10-frame 1080p P010 streams for AV1 and H.264 10-bit
profiles, byte-exact against `ffmpeg -pix_fmt p010le`:

| Codec   | Wall (10 frames) | fps   | Byte-exact |
|---------|------------------|-------|------------|
| VP9 10-bit (from 8.8) | 204 ms | 48.8 | ✓ |
| AV1 10-bit            | 584 ms | 17.1 | ✓ |
| H.264 10-bit (high10) | 372 ms | 26.9 | ✓ |

AV1 10-bit is below the 30fps@1080p target (17fps).  H.264
10-bit is close to target (27fps).  Both are intrinsically
expensive on CPU — the daemon is doing a full software
decode plus the 10→16-bit MSB-align pack.  For the project's
user-facing `30fps-floor-is-fine` criterion (daily YouTube),
this is acceptable: most YouTube content is 8-bit VP9 / AV1
where we're 2-3× over target.  10-bit HDR delivery on the
web is rare and tends to come through hardware-accelerated
paths elsewhere in the desktop.

Per-codec p99 from short tests has high variance (10 frames,
short warmup); longer streams (Phase 8.10+) would give
better statistics.

## Design decisions

### Why not patch libva-v4l2-request now?

Multi-session effort.  Adding VP9 + AV1 support to
libva-v4l2-request means:

- Writing new VAAPI ↔ V4L2 stateless control mappings for
  VP9_FRAME and AV1_FRAME control structs (the union of
  the existing H264 mapping work).
- A real integration test (a VAAPI consumer like mpv or
  gstreamer driving the patched library).
- Potentially upstreaming changes back to bootlin (review
  cycles).

Phase 8.9 was scoped as one phase among many — comparable
in size to 8.5/8.6/8.7/8.8 — and the right move is to
characterise the work and defer the long tail.

### Why concat the 5s file instead of encoding 60s fresh?

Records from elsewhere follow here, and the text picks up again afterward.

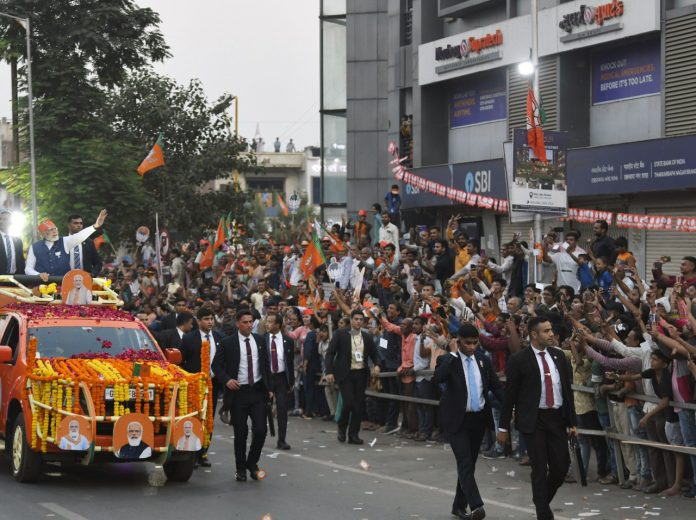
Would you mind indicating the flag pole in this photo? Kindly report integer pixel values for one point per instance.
(537, 96)
(158, 249)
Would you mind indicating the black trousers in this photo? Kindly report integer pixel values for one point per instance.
(547, 447)
(352, 390)
(216, 391)
(282, 397)
(249, 402)
(466, 444)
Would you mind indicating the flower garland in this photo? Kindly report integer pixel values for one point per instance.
(54, 383)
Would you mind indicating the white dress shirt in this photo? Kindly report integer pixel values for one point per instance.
(280, 351)
(555, 379)
(473, 387)
(243, 376)
(71, 252)
(12, 267)
(211, 341)
(69, 244)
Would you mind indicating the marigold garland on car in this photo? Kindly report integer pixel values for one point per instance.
(54, 384)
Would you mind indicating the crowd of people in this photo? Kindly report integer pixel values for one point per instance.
(399, 303)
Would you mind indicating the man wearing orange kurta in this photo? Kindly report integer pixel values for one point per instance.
(409, 425)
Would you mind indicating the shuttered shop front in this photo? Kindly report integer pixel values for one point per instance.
(669, 243)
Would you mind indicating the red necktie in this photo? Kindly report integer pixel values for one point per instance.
(274, 355)
(547, 380)
(250, 363)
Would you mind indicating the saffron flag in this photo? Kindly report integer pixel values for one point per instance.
(154, 159)
(535, 134)
(219, 235)
(283, 206)
(207, 259)
(101, 240)
(312, 258)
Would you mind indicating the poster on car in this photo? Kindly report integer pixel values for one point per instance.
(536, 186)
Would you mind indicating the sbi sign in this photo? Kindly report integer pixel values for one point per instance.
(478, 182)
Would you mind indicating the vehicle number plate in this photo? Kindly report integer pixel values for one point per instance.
(109, 394)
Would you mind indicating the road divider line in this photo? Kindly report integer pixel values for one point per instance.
(60, 510)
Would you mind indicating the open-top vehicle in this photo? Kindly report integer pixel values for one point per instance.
(88, 383)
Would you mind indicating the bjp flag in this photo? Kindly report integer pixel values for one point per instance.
(312, 259)
(219, 235)
(283, 207)
(154, 159)
(535, 134)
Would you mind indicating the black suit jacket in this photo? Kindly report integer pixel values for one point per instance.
(191, 350)
(288, 357)
(455, 397)
(91, 261)
(19, 257)
(523, 389)
(226, 364)
(340, 353)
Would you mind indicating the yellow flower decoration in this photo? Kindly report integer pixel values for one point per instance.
(47, 290)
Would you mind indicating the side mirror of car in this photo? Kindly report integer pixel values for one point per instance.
(6, 354)
(173, 355)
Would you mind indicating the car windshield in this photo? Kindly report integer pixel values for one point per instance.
(70, 341)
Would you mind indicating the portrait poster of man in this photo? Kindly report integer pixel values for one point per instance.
(77, 288)
(188, 435)
(133, 437)
(75, 434)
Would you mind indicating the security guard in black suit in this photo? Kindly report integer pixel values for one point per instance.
(465, 413)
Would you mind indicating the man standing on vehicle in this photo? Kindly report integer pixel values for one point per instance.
(49, 256)
(11, 254)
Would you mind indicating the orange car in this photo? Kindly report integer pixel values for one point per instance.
(88, 383)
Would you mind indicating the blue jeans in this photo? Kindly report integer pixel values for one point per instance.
(426, 413)
(635, 414)
(687, 422)
(606, 424)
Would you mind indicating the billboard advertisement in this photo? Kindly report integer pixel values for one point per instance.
(536, 187)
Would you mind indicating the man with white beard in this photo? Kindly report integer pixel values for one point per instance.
(49, 256)
(74, 440)
(190, 441)
(136, 448)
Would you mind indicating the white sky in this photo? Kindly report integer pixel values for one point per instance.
(264, 51)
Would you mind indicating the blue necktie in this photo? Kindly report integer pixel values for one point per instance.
(473, 387)
(8, 251)
(76, 255)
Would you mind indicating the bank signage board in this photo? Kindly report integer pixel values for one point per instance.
(484, 48)
(485, 178)
(480, 101)
(655, 165)
(590, 22)
(626, 72)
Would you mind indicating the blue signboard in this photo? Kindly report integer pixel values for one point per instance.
(660, 164)
(627, 72)
(480, 101)
(414, 197)
(482, 177)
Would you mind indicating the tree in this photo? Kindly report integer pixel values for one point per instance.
(198, 148)
(80, 49)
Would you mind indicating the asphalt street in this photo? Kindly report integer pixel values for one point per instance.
(386, 479)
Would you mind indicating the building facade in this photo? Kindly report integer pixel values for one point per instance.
(617, 76)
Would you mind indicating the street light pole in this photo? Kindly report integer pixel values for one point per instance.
(535, 88)
(26, 24)
(32, 154)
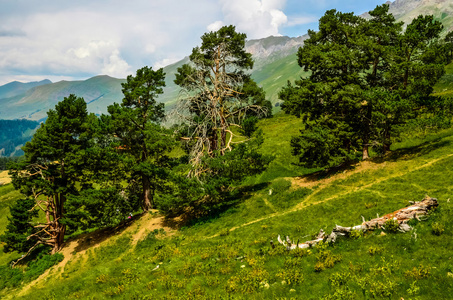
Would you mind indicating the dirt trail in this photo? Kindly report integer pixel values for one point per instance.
(74, 250)
(4, 178)
(323, 183)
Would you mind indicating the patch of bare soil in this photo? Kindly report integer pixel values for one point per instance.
(139, 226)
(323, 178)
(4, 178)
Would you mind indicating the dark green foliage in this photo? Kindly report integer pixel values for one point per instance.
(19, 226)
(367, 78)
(94, 208)
(217, 189)
(54, 165)
(138, 135)
(5, 161)
(219, 97)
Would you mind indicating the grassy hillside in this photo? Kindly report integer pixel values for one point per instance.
(229, 256)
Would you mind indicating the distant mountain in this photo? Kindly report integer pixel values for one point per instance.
(16, 88)
(407, 10)
(98, 92)
(275, 64)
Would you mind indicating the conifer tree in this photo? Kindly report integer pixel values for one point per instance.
(366, 77)
(53, 167)
(135, 124)
(218, 95)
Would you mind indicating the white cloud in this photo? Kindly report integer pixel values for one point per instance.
(215, 26)
(115, 66)
(294, 21)
(165, 62)
(258, 18)
(80, 39)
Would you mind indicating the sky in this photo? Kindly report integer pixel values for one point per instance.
(79, 39)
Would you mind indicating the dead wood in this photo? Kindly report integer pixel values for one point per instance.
(402, 216)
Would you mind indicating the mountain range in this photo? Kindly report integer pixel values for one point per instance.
(275, 64)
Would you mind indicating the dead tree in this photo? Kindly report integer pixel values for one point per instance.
(401, 216)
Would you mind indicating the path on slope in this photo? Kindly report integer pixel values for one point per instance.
(324, 183)
(75, 249)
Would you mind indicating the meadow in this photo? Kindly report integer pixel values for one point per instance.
(230, 256)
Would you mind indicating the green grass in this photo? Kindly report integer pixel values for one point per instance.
(7, 197)
(230, 256)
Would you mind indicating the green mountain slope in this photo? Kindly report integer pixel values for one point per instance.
(16, 88)
(230, 256)
(98, 92)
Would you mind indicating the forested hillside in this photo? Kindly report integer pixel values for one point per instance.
(321, 200)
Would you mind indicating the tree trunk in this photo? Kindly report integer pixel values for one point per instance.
(365, 153)
(147, 196)
(401, 216)
(386, 142)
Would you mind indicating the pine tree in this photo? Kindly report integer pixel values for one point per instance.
(218, 94)
(138, 134)
(53, 167)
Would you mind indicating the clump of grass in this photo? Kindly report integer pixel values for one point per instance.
(437, 228)
(391, 225)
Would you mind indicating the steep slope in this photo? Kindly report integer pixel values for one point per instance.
(406, 10)
(16, 88)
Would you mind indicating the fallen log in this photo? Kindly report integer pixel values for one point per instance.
(401, 216)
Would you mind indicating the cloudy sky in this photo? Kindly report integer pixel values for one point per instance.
(78, 39)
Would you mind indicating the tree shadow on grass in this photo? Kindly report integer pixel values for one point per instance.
(412, 152)
(91, 239)
(407, 153)
(198, 213)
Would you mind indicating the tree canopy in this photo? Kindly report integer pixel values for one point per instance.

The 60s libvpx-vp9 encode at `-cpu-used 8` was taking
3-5 minutes on hertz.  Concatenating 12× a known-good 5s
file via Python IVF surgery (rewrite header frame count,
adjust per-frame PTS) takes ~50 ms and produces the same
content the daemon sees per frame.  The stress test cares
about quantity-of-frames and stability, not encoder
diversity.

### Why HDR results aren't a regression

10-bit decode is 1.5-2× more expensive than 8-bit:
- More memory bandwidth (16 bits/sample vs 8).
- More CPU per sample (10-bit codec internals are wider).
- Plus our pack does an extra shift-left-by-6 per sample.

AV1 10-bit specifically takes ~58 ms/frame mean — that's
dav1d on a single Cortex-A76 thread doing real
10-bit AV1 work.  17fps@1080p for 10-bit AV1 isn't bad
for software CPU decode; it's just below the 30fps SDR
target.  Real-world 10-bit content is rare enough that
this doesn't move the user-facing meter.

## What's NOT here (deferred)

- **libva-v4l2-request integration** — moved to Phase 8.10.
- **QPU dispatch substitution** — still deferred; 8.8
  showed it's not needed for the 30fps@1080p SDR target
  but it'd help the 10-bit + 4K cases.
- **Mixed real-world content tests** — concat-of-testsrc
  has the right frame count but not the right entropy
  characteristics (real video has motion, scene changes,
  variable bitrate).  Phase 8.10+ when we have a meaningful
  consumer (libva-v4l2-request, FFmpeg v4l2_request, …)
  can drive real content end-to-end.

## Phase 8.10 plan

1. Build libva-v4l2-request from source on hertz.
2. Patch it to accept our V4L2_PIX_FMT_VP9_FRAME +
   AV1_FRAME + (new) H264_SLICE + NV12M.
3. End-to-end: mpv --hwdec=vaapi → libva-v4l2-request
   → /dev/video0 → daemon → decoded frame.
4. (Optional) Upstream the VP9 + AV1 + NV12M support back
   to bootlin if the patch is clean.